Arthur : J’aimerais savoir, à quoi ressemble le rythme de ta vie ? Est-ce qu’il a quelque chose à voir avec le rythme de ta musique ? Parce que ta musique elle est très intime, très introspective. Alors, est-ce que le rythme de tes journées ressemble au rythme de ta musique ? Assez doux et qui en même temps qui trébuche sur des réalités ? 

Chaton : Bah en fait à la fois il ressemble aux deux parties. Il y a un truc très doux dans l’enrobage et en même temps ce que je raconte c’est assez violent en général. 

C’est un peu un mix des deux mais parce que moi je suis un peu changeant aussi. Comme je pense toutes les personnes très sensibles, ou les personnes atteintes psychiquement. 

Je pourrais pas définir une journée mais plutôt une semaine. Une journée c’est très trouble parce que j’ai mes horaires qui changent. Quand je suis sur la route c’est différent aussi de quand je suis pas sur la route. Le truc essentiel pour moi c’est de pouvoir m’occuper de ma famille et de pouvoir travailler, c’est les deux seules choses qui comptent vraiment. Donc m’occuper de ma famille j’essaye de faire ça plutôt peace j’essaye que ce soit des bons moments. Travailler ça peut être douloureux parce que quand tu dis des choses un peu violentes c’est que t’as besoin de les exulter, c’est que tu les ressens et du coup c’est un peu le moment ou tu catalyses tout ça. Vraiment c’est beaucoup plus simple après pour moi, quand j’ai publié les albums je suis comme vidé de quelque chose. 

Quand j’écris c’est assez dur. En fait comme j’essaye de vraiment être honnête, ça veut dire aussi que je me donne pas nécessairement le bon rôle, que je me donne juste le rôle qui est le vrai quoi, bah ça peut être assez douloureux. Même si c’est contrebalancé par ce truc passionnel et passionné de bricoler, de musique, de production, d’écriture etc quoi. 

Après le reste de ma journée ou de mes semaines très sincèrement…  J’ai quasi pas d’entourage à part mes équipes. J’ai pas de famille proche ici, juste un beau frère donc j’ai pas vraiment de vie familiale. 

Donc le reste du temps c’est beaucoup d’aller voir des trucs. je vais voir énormément de choses, j’ai la chance aussi d’être invité à beaucoup de choses. En musique en spectacle en exposition en théâtre. Voir beaucoup de choses, me nourrir. Ecouter énormément de musique, lire. 

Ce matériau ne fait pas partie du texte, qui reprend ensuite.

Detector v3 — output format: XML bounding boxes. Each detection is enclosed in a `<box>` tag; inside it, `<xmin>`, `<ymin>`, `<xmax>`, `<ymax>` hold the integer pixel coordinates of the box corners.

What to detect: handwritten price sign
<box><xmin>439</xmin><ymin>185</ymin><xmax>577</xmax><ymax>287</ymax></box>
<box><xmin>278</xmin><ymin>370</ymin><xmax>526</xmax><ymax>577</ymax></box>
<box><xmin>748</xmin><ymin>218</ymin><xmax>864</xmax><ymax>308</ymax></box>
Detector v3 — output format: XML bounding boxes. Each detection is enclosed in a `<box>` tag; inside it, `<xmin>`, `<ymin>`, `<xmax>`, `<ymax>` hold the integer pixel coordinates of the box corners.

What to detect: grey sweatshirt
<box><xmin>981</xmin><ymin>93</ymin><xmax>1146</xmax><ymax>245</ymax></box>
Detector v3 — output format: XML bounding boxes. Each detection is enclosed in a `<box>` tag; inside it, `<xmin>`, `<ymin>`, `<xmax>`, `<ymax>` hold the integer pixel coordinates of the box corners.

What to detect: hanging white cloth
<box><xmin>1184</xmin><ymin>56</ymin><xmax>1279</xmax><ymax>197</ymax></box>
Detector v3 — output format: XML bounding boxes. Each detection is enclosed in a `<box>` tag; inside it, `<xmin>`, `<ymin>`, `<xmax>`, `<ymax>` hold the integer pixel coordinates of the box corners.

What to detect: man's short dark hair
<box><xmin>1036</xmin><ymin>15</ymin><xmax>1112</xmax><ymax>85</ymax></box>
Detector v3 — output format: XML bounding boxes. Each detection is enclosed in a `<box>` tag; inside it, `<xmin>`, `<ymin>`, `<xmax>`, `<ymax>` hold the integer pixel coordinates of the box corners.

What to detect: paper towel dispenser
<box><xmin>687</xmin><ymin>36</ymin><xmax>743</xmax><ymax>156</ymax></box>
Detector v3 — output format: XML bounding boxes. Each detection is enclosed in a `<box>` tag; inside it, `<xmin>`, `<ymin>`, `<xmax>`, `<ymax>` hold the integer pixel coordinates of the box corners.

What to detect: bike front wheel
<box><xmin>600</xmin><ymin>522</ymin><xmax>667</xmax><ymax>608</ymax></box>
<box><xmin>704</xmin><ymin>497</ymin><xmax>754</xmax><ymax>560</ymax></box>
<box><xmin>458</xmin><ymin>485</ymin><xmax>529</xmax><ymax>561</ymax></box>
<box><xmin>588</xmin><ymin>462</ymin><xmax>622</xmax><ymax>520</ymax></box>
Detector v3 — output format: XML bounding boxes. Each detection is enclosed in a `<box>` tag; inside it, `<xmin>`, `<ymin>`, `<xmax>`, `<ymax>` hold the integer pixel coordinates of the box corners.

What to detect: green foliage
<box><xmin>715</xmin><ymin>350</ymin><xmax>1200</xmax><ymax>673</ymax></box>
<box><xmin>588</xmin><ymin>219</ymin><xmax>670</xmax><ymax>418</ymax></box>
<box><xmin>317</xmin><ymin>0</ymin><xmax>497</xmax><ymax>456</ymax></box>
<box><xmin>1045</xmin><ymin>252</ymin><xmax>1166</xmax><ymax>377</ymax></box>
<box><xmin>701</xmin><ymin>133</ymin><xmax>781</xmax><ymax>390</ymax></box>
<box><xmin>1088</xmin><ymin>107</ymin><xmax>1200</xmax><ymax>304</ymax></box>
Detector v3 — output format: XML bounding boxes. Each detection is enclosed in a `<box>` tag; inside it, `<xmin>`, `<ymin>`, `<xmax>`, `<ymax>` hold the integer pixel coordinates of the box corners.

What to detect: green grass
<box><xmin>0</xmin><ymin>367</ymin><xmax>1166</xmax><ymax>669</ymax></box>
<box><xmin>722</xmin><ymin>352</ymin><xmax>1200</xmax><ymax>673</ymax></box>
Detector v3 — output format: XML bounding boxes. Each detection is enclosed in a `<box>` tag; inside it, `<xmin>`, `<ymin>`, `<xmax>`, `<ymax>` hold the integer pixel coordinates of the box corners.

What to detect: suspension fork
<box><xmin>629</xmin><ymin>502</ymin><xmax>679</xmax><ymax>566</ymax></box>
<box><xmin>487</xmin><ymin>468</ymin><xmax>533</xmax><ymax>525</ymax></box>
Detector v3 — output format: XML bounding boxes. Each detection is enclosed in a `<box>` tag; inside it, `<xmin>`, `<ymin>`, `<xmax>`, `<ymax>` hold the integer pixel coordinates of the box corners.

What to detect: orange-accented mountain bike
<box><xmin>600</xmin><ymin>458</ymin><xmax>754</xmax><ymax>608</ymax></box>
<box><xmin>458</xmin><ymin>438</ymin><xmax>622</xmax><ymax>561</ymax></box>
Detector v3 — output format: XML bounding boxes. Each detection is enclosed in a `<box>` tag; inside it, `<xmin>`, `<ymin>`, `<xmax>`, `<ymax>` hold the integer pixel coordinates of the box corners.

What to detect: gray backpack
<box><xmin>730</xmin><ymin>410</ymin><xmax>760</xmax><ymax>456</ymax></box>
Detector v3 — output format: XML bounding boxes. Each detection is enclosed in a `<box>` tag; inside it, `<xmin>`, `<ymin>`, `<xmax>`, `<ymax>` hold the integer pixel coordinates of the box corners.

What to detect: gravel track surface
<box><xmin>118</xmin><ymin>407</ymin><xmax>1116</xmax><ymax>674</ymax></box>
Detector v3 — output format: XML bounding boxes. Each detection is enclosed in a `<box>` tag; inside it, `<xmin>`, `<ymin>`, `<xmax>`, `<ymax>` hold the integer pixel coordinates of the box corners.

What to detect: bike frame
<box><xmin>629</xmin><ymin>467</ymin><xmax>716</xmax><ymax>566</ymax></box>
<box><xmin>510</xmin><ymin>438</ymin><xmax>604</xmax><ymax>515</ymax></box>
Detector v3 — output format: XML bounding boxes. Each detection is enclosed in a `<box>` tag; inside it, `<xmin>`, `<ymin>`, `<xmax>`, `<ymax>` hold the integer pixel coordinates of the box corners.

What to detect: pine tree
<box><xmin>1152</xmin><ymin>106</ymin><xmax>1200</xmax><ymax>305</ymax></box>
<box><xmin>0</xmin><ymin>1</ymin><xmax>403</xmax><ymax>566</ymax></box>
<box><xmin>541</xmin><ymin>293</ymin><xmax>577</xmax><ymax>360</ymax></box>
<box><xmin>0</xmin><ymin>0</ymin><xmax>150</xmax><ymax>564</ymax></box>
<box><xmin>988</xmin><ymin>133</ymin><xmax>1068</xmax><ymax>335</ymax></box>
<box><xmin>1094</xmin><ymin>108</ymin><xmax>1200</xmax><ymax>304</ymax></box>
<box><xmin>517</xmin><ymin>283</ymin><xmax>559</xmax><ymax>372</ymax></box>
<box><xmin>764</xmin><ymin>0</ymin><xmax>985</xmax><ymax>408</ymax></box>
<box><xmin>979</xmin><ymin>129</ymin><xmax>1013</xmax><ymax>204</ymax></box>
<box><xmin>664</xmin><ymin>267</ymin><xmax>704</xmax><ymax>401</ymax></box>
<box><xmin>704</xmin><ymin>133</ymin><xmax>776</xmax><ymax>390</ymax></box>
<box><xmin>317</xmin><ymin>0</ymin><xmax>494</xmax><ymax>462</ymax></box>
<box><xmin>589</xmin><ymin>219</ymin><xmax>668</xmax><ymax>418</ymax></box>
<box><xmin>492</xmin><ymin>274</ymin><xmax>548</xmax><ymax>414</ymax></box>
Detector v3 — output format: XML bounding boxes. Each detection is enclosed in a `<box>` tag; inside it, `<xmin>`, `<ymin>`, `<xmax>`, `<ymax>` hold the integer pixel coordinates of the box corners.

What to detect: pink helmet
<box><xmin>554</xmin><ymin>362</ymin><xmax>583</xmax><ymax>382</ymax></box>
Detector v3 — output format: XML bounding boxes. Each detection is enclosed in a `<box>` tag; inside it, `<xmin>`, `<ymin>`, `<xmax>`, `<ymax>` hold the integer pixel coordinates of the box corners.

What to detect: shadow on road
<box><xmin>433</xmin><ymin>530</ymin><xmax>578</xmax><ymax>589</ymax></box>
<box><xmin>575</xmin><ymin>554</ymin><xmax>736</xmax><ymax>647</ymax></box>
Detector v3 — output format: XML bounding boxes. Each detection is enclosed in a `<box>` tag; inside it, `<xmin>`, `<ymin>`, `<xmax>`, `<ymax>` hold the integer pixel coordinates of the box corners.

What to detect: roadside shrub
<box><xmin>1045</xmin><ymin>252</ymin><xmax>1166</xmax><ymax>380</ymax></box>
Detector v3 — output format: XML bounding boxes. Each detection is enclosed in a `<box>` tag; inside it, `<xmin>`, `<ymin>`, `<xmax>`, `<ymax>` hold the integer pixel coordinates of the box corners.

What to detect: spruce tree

Mais c’est assez solitaire, j’ai la famille et de l’autre côté je travaille seul. Je crois que c’est que la même vie que chacun sauf que la mienne est moins réglée. Donc les moments de bonheur et les moments de douleurs sont moins réglés. Je pense que par exemple quand t’as un travail “normal” bah le lundi ça te fait chier, t’es pas content parce que tu vas au travail. Le soir tu rentres c’est un peu doux parce que t’arrives chez toi, que c’est la fin de ta journée etc. Tu sais à peu près quand tu vas être heureux, malheureux, moi je le sais pas quoi. 

Je pense que qu’il y a des gens qui ont le même terreau psychologique que moi, un peu détruit ou biscornu et qui peuvent pas l’exprimer et je pense que eux leurs vies c’est un enfer, tout simplement.

Arthur : Ça peut te tomber dessus à n’importe quel moment…

Chaton : Mais je pense que c’est aussi ma faiblesse psychologique qui fait ma force d’écriture. C’est un truc que j’ai appris à accepter aussi. Ça peut me faire mal la vie quoi. Sur une même journée ça peut me faire beaucoup de bien comme beaucoup de mal. J’ai la chance de pouvoir l’exprimer, c’est déjà ça. Je pense que qu’il y a des gens qui ont le même terreau psychologique que moi, un peu détruit ou biscornu et qui peuvent pas l’exprimer et je pense que eux leurs vies c’est un enfer, tout simplement.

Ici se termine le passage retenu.